Quoi de plus banal qu'un petit garçon qui désire embrasser une copine de classe ? Oui mais dans un pays de l'Est sous la dictature soviétique, cette anodine anecdote devient un incident qui provoquera une réaction en chaîne dramatiquement absurde. Bienvenue dans la nouvelle radiographie stalinienne de Marzena Sowa.
Après l'excellente série Marzi, il faut croire que la scénariste avait encore des choses à nous dire sur son vécu en Pologne communiste. Pour preuve ce nouvel album sensible, qui n'est pas cette fois-ci autobiographique, mais certes inspiré d'une ambiance délétère qui a bel et bien existé.
Tout débute avec un simple accroc de l'enfance.

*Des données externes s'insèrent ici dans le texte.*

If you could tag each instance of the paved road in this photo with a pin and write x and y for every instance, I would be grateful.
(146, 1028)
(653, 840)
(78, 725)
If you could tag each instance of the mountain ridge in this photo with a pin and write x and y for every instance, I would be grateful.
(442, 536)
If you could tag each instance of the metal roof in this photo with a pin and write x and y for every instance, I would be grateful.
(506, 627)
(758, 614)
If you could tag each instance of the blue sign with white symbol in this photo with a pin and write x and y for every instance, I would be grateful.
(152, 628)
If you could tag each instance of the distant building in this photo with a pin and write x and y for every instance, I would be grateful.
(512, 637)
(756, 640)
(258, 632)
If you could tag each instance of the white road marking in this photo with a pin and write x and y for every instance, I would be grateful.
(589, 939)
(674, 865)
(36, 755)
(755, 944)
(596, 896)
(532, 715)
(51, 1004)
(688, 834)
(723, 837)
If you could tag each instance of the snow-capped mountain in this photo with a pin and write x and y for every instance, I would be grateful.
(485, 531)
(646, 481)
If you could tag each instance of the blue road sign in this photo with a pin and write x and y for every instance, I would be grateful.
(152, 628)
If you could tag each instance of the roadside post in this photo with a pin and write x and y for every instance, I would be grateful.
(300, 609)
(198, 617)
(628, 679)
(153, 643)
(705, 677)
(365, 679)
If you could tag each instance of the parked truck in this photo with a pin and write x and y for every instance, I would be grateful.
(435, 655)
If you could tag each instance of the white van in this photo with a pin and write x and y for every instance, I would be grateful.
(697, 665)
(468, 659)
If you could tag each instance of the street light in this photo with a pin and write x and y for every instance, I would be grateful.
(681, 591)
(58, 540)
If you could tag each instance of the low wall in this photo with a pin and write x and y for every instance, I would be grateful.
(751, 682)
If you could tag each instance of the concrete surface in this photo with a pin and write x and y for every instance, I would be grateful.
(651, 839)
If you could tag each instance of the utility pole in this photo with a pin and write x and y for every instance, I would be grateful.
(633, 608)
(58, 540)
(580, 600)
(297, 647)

Mais le fait que cet incident a lieu lors d'une énième projection d'un film de propagande pose le décor et les enjeux.
Le récit va crescendo et le baiser pas volé du garçonnet va prendre de l'ampleur et mettre en lumière tout un système surréaliste, pour celui qui ne l'a jamais vécu.
Comme dans Marzi, tout est raconté du point de vue des enfants. La dessinatrice Sandrine Revel met son expérience d'ouvrages pour la jeunesse dans la balance, offrant son dessin doux aux cases arrondies à un récit âpre que révèlent les alternances d'ocre-brun, de bleu nuit et de gris.

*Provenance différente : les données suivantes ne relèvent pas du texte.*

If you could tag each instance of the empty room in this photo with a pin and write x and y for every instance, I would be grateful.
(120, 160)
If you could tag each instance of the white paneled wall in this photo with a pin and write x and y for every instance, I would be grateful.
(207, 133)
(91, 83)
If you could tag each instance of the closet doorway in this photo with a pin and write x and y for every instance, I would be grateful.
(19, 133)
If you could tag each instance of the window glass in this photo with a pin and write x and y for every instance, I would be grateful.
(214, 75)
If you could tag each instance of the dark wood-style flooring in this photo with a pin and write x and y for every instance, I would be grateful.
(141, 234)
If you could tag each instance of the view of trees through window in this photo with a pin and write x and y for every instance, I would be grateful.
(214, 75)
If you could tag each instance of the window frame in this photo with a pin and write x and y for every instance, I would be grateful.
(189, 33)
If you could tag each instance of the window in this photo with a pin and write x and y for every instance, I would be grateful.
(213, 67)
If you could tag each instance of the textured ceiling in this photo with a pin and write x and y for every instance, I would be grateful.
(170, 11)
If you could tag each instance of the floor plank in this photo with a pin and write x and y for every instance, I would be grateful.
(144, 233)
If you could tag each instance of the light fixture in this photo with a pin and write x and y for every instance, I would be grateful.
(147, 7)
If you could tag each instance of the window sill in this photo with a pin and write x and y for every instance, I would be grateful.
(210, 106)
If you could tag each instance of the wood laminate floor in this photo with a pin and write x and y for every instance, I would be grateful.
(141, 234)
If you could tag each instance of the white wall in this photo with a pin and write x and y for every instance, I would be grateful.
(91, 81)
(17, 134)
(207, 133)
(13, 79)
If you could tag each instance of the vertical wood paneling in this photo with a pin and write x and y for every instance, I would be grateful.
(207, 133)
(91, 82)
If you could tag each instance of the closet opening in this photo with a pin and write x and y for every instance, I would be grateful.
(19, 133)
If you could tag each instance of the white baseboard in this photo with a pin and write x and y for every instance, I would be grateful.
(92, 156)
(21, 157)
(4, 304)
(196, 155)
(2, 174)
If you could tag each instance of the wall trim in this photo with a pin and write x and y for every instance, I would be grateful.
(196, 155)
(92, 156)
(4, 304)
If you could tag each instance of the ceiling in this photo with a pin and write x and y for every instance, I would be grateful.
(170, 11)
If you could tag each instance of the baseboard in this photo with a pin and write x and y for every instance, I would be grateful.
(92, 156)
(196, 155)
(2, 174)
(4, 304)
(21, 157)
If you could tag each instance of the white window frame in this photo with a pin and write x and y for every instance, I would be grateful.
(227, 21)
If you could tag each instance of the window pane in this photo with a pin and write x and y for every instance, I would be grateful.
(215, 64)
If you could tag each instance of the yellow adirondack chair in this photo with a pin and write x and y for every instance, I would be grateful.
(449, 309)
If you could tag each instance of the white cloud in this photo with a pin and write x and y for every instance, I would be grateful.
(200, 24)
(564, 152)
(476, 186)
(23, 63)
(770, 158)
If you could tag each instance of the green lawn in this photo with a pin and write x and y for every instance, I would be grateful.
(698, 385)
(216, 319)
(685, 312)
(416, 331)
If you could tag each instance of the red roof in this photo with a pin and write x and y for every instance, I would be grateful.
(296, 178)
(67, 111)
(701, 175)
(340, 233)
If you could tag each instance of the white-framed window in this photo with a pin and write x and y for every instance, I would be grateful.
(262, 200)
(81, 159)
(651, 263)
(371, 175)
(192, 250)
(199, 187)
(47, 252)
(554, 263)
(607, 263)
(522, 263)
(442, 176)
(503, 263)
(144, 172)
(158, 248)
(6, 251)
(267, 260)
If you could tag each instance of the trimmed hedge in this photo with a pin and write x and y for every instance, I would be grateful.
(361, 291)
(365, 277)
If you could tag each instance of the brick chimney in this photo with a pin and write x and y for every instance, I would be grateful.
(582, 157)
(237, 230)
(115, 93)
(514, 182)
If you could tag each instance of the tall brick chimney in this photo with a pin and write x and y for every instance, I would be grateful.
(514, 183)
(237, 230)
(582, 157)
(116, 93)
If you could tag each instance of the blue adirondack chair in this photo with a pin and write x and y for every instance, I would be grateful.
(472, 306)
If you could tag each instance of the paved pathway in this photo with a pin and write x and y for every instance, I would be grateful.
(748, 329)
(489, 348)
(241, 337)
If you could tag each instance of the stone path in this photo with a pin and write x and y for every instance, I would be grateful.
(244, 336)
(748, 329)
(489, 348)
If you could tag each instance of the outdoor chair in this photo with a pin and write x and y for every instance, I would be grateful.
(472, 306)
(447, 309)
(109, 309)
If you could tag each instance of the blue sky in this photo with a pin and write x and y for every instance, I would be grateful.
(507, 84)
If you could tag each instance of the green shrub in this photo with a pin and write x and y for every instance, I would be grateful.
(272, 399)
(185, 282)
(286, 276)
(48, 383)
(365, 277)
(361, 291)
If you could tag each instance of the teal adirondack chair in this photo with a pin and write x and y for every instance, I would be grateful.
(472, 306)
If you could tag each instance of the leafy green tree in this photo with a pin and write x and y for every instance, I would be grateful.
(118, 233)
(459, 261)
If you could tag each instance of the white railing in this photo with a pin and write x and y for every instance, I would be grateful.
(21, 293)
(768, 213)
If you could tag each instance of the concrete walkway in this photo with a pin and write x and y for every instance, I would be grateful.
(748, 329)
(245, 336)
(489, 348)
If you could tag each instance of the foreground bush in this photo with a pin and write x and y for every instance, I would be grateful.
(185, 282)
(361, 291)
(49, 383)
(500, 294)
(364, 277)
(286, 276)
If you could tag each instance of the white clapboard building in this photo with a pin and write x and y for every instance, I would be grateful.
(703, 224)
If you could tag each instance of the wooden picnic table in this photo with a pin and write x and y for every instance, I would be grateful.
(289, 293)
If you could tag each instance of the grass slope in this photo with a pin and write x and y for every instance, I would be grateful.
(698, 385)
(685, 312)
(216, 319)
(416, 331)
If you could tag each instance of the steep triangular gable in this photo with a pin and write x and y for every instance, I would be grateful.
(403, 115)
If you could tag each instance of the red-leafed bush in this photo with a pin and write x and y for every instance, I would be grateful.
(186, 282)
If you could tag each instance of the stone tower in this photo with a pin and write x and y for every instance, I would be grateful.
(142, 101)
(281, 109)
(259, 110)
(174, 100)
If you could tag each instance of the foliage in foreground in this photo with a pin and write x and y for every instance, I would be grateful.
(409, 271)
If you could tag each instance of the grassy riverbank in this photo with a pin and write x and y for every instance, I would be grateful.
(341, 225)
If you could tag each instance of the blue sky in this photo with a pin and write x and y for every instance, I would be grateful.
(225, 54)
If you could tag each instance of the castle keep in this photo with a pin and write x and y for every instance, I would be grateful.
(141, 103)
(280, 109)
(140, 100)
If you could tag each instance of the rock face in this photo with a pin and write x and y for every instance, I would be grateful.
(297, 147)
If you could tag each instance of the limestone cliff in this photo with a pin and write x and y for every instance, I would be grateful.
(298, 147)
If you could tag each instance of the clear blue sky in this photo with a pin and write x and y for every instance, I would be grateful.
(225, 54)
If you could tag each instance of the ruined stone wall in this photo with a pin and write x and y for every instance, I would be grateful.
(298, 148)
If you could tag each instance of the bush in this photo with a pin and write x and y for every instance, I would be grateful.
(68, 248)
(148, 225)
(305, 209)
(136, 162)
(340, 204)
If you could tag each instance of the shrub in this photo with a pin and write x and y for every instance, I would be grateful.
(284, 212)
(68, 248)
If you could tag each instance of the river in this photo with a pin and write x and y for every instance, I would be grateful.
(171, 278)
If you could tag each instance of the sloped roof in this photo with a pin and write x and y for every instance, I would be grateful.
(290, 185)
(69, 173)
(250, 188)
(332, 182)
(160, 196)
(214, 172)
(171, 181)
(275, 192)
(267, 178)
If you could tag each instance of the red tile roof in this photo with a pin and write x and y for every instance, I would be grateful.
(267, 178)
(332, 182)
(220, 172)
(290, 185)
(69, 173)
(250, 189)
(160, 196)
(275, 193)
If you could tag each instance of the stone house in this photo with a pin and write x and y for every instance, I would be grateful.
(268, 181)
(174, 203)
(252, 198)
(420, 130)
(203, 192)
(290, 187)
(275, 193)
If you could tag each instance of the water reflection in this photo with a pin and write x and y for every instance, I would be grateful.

Après l'incident du baiser, l'enfant se voit confronté à des notions floues telles que la délation, ou la traîtrise. On assiste à un choc entre le monde simple et universel des rêveries de l'enfance, et celui des adultes soumis à une dictature de l'esprit, fait d'interdits et de paranoïa.
Plus le récit avance et plus il s'effeuille : on découvre la vie de quartier, on s'imprègne des personnages, on découvre leurs dangereux secrets (l'une lit Flaubert, l'autre écrit des poèmes libertaires, l'une a une amante et celui-là a acheté un comics occidental...). Même ceux qui nous paraissent mauvais ne sont que des gens qui essaient de s'en sortir à leur manière.
Au fil des pages, les sentiments s'inversent : ainsi les enfants, dans une sorte de récit initiatique, découvrent la part sombre de l'âge adulte, et les adultes, eux, montrent qu'ils peuvent encore faire preuve de rêves.
Les gens continuent à disparaître du jour au lendemain ; l'éducation rime avec lobotomie, mais le livre se termine par une note d'espoir et un plaidoyer pour l'écriture et le dessin comme moyens d'expression permettant de communiquer, de s'exprimer, et de se libérer.